Where do I even start?

It was Wednesday of this past week, just four days ago.

The engineering buildings are quiet in the summer. The library is largely empty. I sat down at one of the computers in the small block near the entrance and listlessly browsed through mail, messages, and some useless information. Sitting at a right angle to me was a black guy, and an older man with gray hair and glasses.

I had been there for a while when the man with the gray hair suddenly turned to the black guy, who was clearly a stranger.

“Why… are you at the computer?” he said. The black guy stared at him blankly.

“Why are not on the street, spreading the message?” he continued. The black guy turned back to his computer and zoned out.

“You’ve betrayed us. Why are you on the computer? Why are you not…”

I was thinking about this later as I walked down Spadina. No tomatoes at Burger King. I thought it was a joke, and I was going to be on some “We stopped selling the Whopper with tomatoes to see what would happen” commercial, but I opened up the Whopper and there really were no tomatoes. This saddened me.
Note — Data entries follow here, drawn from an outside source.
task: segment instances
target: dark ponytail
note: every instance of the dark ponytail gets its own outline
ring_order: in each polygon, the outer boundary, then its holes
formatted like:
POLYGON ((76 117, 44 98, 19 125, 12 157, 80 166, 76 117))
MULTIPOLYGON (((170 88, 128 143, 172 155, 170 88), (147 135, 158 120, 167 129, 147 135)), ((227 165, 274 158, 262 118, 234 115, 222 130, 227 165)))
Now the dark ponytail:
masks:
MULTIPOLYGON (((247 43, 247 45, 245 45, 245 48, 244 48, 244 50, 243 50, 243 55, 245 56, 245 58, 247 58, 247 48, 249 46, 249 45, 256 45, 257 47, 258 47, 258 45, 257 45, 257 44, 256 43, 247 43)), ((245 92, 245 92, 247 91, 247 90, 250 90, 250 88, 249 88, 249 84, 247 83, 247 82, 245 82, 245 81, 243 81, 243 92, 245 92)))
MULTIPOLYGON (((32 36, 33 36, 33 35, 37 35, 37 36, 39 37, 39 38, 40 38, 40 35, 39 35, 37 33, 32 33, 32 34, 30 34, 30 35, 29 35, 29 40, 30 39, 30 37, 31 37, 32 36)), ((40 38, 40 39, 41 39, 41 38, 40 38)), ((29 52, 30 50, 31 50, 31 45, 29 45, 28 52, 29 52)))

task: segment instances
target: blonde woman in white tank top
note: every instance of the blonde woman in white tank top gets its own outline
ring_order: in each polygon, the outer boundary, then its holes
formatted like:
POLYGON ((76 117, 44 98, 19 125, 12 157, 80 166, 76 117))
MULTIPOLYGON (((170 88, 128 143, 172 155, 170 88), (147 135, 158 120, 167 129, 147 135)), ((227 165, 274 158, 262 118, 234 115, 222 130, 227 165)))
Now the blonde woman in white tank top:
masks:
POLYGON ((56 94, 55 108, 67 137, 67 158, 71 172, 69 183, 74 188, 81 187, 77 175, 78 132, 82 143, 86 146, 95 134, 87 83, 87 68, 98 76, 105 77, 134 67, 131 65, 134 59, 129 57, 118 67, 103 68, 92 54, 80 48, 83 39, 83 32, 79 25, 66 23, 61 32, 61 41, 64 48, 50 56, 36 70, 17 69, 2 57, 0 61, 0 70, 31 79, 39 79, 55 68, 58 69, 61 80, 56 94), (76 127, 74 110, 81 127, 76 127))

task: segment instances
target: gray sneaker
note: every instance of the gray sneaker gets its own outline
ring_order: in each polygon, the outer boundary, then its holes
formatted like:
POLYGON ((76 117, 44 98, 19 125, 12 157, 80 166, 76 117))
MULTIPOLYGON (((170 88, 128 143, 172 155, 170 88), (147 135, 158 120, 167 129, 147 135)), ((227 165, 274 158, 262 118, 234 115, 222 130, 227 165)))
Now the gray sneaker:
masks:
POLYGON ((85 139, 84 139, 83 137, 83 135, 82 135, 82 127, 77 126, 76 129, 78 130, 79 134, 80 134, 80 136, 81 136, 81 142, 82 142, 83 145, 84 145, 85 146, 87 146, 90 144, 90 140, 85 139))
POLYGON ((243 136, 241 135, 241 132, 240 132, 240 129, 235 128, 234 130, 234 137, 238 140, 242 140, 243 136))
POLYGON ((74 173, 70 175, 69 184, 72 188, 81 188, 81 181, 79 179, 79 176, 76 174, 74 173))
People streamed by. South on Spadina, left on Queen, past Steve’s music store. I came to an intersection and about 6 young guys on bicycles made a gentle arc that intersected my path. I took a few extra steps to let them pass behind me. The first of them looked up as he went by, right into my eyes, and said:

“Faith”

———————

I don’t talk to strangers often, but perhaps still more than the average person in this city, and never due to insanity or as a psychological gag. An opportunity to speak to someone, to convey meaning, takes far more than time and space. You can touch on all four dimensions of the continuum with others, without a single word bridging the chasm.
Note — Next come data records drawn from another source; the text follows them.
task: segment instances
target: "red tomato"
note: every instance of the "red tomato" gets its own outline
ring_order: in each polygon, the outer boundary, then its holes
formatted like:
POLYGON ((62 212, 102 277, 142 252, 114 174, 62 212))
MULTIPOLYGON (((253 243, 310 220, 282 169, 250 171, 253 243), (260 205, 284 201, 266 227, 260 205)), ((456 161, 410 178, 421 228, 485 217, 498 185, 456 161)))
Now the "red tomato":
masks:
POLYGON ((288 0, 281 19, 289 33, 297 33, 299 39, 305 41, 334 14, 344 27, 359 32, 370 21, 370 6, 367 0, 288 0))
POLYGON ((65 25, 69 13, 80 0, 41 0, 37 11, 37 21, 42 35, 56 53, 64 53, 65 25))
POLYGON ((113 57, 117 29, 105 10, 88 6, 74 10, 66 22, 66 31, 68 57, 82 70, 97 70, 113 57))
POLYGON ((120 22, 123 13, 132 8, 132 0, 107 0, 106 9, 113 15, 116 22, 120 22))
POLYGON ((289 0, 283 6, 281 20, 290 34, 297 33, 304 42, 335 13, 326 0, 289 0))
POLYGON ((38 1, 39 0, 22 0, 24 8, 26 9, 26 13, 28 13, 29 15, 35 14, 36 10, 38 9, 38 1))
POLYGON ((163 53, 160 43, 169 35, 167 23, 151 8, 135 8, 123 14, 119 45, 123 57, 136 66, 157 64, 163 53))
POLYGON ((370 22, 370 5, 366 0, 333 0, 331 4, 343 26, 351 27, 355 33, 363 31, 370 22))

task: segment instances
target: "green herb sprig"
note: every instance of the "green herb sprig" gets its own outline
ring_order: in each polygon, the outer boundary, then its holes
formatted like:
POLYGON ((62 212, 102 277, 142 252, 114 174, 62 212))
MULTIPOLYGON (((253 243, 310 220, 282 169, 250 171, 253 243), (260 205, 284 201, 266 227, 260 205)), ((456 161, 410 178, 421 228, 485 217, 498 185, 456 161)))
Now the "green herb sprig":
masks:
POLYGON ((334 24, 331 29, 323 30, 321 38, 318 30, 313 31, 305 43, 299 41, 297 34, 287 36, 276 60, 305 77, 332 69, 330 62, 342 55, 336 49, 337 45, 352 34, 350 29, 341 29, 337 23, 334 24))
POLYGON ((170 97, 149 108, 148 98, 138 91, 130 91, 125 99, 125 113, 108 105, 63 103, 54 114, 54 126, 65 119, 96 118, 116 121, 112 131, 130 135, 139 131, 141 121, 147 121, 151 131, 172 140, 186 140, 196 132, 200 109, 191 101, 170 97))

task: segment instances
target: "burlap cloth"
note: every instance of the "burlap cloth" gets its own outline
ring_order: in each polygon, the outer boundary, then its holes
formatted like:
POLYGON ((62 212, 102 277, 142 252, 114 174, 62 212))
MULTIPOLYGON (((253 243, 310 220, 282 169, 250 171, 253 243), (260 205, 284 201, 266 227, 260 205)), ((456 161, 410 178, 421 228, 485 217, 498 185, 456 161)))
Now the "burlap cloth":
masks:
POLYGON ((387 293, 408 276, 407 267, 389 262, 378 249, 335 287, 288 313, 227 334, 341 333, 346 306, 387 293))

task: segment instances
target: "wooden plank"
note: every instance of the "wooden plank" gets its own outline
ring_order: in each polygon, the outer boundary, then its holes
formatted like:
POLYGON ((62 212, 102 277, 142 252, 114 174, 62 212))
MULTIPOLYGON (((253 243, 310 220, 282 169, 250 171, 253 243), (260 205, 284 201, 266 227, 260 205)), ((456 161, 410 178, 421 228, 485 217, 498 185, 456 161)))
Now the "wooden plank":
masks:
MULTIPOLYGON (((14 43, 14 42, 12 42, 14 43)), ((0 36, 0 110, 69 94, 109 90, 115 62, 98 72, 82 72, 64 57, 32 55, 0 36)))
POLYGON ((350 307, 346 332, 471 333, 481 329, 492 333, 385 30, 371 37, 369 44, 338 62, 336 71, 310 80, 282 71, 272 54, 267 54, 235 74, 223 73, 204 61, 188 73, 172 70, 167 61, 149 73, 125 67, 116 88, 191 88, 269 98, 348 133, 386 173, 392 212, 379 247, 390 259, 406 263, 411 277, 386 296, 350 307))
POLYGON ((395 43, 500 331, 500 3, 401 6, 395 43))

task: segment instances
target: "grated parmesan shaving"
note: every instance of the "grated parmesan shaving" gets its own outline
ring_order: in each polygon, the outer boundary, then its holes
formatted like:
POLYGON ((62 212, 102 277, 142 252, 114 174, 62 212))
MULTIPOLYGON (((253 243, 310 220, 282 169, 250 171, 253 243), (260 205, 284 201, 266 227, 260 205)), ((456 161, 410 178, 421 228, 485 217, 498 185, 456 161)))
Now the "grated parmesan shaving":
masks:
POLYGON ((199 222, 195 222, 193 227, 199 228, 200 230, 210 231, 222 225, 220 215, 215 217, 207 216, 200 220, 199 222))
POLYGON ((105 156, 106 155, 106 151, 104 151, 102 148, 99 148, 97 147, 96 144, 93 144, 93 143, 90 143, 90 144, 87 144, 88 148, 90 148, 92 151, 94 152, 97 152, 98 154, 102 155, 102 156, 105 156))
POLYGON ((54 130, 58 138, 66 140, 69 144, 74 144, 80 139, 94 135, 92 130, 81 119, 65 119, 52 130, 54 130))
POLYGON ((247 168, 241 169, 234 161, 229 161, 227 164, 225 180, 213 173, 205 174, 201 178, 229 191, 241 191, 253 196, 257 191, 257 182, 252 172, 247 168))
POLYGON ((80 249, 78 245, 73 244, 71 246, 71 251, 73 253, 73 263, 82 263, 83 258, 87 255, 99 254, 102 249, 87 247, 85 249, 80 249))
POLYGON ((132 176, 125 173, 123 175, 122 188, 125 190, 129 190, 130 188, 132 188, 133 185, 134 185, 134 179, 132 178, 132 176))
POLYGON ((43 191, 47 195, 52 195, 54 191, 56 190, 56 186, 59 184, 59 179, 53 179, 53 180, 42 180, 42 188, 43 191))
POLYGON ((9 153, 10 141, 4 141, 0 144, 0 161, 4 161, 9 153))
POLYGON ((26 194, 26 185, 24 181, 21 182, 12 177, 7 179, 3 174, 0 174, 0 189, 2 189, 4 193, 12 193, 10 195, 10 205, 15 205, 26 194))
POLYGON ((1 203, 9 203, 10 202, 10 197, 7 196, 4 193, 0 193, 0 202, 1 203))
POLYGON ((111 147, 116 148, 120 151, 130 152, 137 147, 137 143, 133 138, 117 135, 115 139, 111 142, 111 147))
I am a so-called Evangelical, and I will tell you about my faith, and not always because you asked me about it. But the most obvious way to do something is not always effective. Hence we sometimes bear an itch, and tell the others don’t scratch!

A person’s beliefs regarding spirituality, existence, meaning, and purpose are the most important opinions and beliefs that they have. They determine the direction of their whole life, barring those who have neglected these questions so completely that they stumble through life fulfilling base needs (and those of us who fancy ourselves “purpose-driven” are still prone to this!)
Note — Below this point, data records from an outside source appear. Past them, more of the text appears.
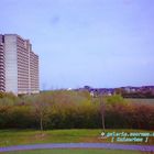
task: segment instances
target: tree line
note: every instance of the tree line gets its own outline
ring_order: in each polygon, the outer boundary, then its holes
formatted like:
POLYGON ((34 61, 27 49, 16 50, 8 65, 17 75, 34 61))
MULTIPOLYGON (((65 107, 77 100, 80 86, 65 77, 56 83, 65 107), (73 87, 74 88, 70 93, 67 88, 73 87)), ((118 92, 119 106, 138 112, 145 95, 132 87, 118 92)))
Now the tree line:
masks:
POLYGON ((132 103, 120 95, 92 98, 88 91, 55 90, 21 97, 0 94, 0 129, 103 127, 154 130, 154 105, 132 103))

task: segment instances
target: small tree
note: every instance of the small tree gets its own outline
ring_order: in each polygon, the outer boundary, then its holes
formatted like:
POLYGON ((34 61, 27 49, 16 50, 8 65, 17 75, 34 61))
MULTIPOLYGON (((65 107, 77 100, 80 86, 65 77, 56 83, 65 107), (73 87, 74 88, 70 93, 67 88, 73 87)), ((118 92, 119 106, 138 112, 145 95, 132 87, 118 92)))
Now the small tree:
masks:
POLYGON ((105 124, 105 112, 106 112, 106 105, 103 100, 103 96, 100 94, 100 113, 101 113, 101 123, 102 123, 102 130, 106 132, 106 124, 105 124))
POLYGON ((33 107, 35 110, 35 116, 36 118, 38 118, 38 121, 40 121, 40 129, 41 131, 43 131, 44 122, 48 113, 48 107, 50 107, 48 102, 44 101, 43 96, 37 96, 33 107))

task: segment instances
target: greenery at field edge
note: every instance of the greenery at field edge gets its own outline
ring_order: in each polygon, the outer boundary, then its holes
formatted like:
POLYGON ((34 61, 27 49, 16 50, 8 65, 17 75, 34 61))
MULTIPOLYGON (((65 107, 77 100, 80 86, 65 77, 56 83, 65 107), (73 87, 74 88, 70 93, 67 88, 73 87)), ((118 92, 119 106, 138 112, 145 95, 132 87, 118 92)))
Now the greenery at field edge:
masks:
POLYGON ((0 154, 145 154, 139 151, 123 151, 123 150, 34 150, 34 151, 15 151, 0 154))
MULTIPOLYGON (((152 132, 145 130, 106 130, 107 132, 152 132)), ((111 143, 112 138, 101 138, 102 130, 0 130, 0 146, 38 144, 38 143, 111 143)), ((122 142, 114 142, 122 143, 122 142)), ((123 142, 123 144, 154 144, 148 142, 123 142)))

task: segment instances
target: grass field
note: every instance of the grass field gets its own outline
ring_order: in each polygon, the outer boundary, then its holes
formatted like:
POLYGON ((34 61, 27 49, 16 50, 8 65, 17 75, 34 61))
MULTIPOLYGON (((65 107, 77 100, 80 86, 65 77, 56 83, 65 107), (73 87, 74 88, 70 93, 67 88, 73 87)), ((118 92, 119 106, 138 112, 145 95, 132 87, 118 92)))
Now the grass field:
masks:
MULTIPOLYGON (((111 142, 111 138, 101 139, 100 138, 101 132, 102 132, 101 130, 51 130, 43 131, 42 133, 41 131, 36 130, 0 130, 0 146, 36 144, 36 143, 111 142)), ((150 132, 150 131, 107 130, 107 132, 150 132)), ((140 144, 145 144, 145 142, 140 144)), ((146 144, 154 144, 154 138, 150 138, 146 144)))
POLYGON ((113 150, 36 150, 7 152, 0 154, 145 154, 136 151, 113 151, 113 150))
POLYGON ((145 99, 144 98, 143 99, 141 99, 141 98, 128 98, 125 100, 128 100, 129 102, 154 105, 154 99, 153 98, 152 99, 147 99, 147 98, 145 98, 145 99))

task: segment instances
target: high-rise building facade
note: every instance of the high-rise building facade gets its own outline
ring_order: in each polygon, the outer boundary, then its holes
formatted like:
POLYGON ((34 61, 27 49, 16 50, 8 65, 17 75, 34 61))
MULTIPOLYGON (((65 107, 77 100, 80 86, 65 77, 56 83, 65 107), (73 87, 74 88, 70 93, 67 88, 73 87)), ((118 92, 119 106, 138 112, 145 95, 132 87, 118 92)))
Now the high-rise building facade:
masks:
POLYGON ((4 59, 4 90, 1 91, 15 95, 40 92, 38 56, 33 53, 30 41, 16 34, 0 35, 0 40, 4 59))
It seems incredible that it is so seldom discussed, such that people we know for years in various contexts will never have a conversation about it. It’s as if we cannot afford to spend a few hours thinking about which field of study to apply to for university (and why) though we will expend enormous quantities of time and energy getting through it. It’s as if we would rather live an perfect lie than an excellent truth.

I’ve mused that this may be one reason why “smart people” will never run the world, but rather, people with manipulative skills–most of us have a tendency to burrow down into a science, a skill, a body of knowledge, and become outstanding without knowing exactly why, only to have everything we are manipulated and directed by someone who has even the most base set of ideals. We simply want to be outstanding at something. In a scene in “Lord of War,” Nicholas Cage’s character explains his business selling weapons simply by saying “I’m good at it.” [Update–actually, this all doesn’t even belong in this post. I think I’ll write something separate about it]

And perhaps it’s all because the questions and the answers seem so immaterial.

Nonetheless, this makes it possible to talk to anyone about belief, or unbelief, in the divine. As for Christians: how, when, where, and why do we do this? And what do we say?

The answers are quite involved, but unlike the answers to some questions, I think these ones all exist.